As with other states, Nevada’s African American and Latino children face more barriers to success than white and Asian children. However, in every racial category, Nevada’s children compare poorly to children in other states in the Intermountain West region, which includes Arizona, California, Colorado, New Mexico, Texas, and Utah. The charts below show that Nevada’s children rank last in the region for every racial category except for Asians.





As these charts show, Nevada scores poorly in all racial categories on the Race for Results Index due to factors such as low proficiency rates in math and reading, low graduation rates, and high poverty rates. The gaps between outcomes for Whites and African Americans and Latinos compound these issues for a growing part of Nevada’s population.

What does this mean for Nevada’s economic future? The Race for Results Index demonstrates that there is an inadequate “infrastructure of opportunity” in the Silver State, which makes it difficult for Nevada’s children to reach the middle class. The infrastructure of opportunity includes access to quality education, health care, housing, and capital. The strength of the middle class has long-term economic implications. A strong middle class is an important driver of economic growth. It provides a stable consumer base that drives investment by individuals and businesses. In contrast, a smaller middle class means less disposable income, less purchasing power, lower tax revenues, and greater use of social services.

Governor Sandoval has placed a strong emphasis on diversifying the Las Vegas economy to spur economic growth. Many of the jobs in targeted sectors require an advanced degree or highly technical skills. In order to fill these jobs, Nevada will need to make strategic decisions to improve the infrastructure of opportunity.
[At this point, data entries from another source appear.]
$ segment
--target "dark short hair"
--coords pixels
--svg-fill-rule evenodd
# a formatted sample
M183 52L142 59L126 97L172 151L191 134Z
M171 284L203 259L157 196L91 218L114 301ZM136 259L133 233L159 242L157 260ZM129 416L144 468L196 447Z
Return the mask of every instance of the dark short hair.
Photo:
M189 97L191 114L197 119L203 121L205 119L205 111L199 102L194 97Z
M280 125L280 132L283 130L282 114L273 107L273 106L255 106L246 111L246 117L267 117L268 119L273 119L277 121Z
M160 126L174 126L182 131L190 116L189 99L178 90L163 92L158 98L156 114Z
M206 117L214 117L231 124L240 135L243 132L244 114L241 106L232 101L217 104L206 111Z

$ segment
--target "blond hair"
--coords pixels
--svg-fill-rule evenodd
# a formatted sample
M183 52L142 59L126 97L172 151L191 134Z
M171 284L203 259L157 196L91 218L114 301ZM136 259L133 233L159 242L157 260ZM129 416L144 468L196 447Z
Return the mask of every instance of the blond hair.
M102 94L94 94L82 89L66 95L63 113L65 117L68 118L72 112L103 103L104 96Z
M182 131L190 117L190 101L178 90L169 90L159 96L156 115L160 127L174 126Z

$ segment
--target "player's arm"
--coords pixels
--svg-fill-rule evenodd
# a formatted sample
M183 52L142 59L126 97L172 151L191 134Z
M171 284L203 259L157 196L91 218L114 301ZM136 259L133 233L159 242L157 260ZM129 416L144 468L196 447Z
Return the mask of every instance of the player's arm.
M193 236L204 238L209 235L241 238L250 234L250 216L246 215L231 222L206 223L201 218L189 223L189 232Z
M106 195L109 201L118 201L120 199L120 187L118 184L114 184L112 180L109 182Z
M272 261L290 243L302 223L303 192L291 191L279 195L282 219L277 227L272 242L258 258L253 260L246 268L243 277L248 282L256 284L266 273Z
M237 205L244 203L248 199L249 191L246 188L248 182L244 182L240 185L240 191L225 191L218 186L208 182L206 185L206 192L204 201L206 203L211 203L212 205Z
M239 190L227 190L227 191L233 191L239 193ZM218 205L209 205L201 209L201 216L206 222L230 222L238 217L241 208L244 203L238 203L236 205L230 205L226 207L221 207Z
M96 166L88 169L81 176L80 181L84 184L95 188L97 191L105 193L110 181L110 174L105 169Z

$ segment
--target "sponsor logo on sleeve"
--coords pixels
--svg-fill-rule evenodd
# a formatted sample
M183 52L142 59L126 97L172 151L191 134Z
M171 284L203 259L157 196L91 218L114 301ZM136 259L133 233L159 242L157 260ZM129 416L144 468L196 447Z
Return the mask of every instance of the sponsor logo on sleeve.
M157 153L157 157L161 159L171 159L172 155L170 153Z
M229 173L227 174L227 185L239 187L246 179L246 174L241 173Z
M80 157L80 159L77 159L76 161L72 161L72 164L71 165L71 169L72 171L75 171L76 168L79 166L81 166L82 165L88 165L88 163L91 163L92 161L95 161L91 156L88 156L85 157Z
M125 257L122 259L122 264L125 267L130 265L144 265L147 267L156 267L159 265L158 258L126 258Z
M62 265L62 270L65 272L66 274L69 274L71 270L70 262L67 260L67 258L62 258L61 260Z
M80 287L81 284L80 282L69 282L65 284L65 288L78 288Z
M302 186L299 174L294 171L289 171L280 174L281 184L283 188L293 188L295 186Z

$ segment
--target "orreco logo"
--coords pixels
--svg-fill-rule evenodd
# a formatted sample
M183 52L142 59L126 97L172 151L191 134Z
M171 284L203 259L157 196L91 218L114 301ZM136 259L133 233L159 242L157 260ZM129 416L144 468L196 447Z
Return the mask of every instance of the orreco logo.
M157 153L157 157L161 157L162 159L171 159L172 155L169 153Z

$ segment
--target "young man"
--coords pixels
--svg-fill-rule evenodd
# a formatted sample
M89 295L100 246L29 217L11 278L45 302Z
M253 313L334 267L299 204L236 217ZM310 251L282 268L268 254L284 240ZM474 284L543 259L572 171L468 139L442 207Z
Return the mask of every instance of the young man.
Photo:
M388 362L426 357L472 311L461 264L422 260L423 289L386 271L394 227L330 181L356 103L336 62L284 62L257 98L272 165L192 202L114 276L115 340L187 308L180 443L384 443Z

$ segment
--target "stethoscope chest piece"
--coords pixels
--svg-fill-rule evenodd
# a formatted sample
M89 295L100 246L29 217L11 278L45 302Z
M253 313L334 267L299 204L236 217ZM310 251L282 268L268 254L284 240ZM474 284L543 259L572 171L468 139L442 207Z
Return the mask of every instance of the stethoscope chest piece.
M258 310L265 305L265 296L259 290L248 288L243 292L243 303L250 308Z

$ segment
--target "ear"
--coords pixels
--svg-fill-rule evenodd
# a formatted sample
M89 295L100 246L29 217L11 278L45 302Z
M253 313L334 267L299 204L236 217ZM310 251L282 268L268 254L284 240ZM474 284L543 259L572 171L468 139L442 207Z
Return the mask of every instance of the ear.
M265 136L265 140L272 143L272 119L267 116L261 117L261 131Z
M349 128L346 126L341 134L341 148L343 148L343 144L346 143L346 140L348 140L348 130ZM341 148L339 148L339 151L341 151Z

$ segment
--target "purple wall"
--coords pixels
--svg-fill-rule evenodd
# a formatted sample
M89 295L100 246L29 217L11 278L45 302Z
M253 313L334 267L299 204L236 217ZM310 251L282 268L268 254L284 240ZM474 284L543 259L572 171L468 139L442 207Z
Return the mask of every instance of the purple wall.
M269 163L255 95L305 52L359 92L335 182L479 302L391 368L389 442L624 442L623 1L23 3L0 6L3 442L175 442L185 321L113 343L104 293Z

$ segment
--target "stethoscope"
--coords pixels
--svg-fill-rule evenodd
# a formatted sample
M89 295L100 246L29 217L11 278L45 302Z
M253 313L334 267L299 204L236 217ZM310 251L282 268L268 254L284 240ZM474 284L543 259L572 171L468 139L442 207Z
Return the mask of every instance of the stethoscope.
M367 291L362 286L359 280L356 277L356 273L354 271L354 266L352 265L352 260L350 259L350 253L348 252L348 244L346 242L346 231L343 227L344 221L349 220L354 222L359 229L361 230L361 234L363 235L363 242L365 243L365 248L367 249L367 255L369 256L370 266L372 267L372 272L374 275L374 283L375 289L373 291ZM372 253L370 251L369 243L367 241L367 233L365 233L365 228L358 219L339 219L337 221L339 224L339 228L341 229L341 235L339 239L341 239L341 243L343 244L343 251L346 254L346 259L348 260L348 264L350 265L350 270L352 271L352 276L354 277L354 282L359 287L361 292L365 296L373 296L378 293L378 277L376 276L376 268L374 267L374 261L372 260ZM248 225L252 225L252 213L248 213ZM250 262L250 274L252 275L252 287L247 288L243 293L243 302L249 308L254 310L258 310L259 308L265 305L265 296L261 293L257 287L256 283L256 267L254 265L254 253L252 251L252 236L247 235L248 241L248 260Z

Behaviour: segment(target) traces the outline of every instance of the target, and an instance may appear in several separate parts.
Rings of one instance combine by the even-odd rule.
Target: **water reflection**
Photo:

The Guinn Center for Policy Priorities has been analyzing issues related to the infrastructure of opportunity in Nevada. We plan to release a report called The State of Latinos in the Intermountain West in April 2014, which will examine key outcomes for Latinos in Nevada compared to Latinos in other states in the Intermountain West region. This paper will focus on how the lack of infrastructure of opportunity has made it difficult for Latinos to rebound from the Great Recession and will provide a roadmap for the future.